On the horror side, Backrooms (a 10 million production) opened to over $81 million and then fell 67% in its sophomore frame to $25.9 million. The report says it made $135 million in its first 10 days and is already over $212 million worldwide, making it the highest-grossing release in A24’s history. That means this weekend’s data points are consistent with a broader pattern: genre can convert hype into revenue quickly, even if the afterimage of reviews or audience drops still matters.
Finally, Obsession offers executives a more subtle operating lesson. The report highlights that for the first time in its theatrical run, Obsession had a lower weekend than the previous one, down just 7%. Another $25.6 million in its fourth weekend brings it to $152.1 million in 24 days, and the film is already over $200 million domestic and over $224 million globally. There is even a specific comparison to other films around weekend four, including Top Gun: Maverick and Titanic as examples of high fourth-weekend drops being less steep in percentage terms. The message is simple: studios and distributors should not only model opening-weekend outcomes. The long tail can be the difference between a film that “fails” on day one and one that prints cash by day 30.

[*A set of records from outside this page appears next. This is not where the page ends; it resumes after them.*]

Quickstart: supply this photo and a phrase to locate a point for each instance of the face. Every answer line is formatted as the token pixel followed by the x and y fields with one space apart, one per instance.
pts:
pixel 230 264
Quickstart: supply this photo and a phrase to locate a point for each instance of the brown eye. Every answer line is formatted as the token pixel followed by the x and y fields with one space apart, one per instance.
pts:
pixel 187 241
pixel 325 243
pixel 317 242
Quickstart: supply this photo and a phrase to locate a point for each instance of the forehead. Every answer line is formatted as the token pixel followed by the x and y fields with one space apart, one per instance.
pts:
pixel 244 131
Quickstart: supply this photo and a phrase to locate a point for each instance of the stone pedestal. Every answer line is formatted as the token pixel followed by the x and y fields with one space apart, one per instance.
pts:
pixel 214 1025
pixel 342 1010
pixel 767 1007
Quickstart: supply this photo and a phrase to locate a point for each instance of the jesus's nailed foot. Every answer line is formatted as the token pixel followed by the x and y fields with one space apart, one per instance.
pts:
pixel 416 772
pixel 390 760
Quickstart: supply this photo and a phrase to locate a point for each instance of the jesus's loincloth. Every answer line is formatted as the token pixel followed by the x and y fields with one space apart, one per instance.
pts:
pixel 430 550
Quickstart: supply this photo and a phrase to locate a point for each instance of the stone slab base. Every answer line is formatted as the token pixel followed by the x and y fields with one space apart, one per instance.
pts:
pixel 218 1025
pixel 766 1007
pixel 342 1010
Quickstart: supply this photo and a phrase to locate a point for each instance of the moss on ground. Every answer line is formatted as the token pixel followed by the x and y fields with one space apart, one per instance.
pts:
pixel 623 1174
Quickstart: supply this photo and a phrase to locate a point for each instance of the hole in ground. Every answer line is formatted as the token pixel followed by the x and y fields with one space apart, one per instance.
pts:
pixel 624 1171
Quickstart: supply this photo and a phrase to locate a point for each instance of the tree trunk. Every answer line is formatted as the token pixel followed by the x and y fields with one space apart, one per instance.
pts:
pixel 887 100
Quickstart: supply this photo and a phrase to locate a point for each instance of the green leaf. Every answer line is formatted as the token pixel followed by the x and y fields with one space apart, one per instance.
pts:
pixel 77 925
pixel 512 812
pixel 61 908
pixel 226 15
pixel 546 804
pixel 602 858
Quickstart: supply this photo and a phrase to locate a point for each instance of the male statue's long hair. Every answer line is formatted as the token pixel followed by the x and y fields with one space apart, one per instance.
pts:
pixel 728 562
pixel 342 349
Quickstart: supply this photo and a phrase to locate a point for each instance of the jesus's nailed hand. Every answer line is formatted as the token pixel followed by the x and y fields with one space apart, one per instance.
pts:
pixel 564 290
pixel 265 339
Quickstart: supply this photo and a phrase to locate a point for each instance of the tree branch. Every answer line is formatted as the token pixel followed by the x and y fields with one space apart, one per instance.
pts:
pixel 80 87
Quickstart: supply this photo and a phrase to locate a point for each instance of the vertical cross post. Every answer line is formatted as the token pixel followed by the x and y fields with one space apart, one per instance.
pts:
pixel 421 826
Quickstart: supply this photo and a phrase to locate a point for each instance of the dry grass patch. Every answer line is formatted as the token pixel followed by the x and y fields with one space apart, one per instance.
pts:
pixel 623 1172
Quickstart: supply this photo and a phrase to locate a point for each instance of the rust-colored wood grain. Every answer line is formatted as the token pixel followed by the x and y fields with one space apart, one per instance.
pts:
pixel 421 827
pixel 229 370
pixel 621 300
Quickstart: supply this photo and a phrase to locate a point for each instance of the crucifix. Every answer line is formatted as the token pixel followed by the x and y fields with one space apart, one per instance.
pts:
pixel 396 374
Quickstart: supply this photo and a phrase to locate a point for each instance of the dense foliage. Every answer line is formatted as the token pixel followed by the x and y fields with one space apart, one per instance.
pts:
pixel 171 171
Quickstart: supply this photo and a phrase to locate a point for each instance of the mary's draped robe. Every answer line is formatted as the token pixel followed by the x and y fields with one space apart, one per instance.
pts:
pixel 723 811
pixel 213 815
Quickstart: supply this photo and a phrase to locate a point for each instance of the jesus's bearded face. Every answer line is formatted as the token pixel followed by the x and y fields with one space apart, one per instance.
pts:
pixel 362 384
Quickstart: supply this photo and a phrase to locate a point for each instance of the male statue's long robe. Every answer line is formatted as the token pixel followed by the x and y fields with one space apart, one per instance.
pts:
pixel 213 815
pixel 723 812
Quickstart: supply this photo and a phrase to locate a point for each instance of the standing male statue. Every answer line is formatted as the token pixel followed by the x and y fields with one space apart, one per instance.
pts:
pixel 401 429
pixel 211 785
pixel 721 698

So what should executives take from all of this? Scary Movie proves brand gravity can overpower a 24% critics score and reported critic screening avoidance can still align with audience behavior. But Masters of the Universe, Backrooms, and Obsession show that the winning strategy is not one-size-fits-all: some properties need early validation, some need time, and some need genre momentum. For peers making greenlight and release decisions, the strategic stake is clear: the market is punishing for weak openings, but it rewards the right combination of franchise depth, audience targeting, and distribution choices that keep the cash register ringing even when critics do not show up for the party.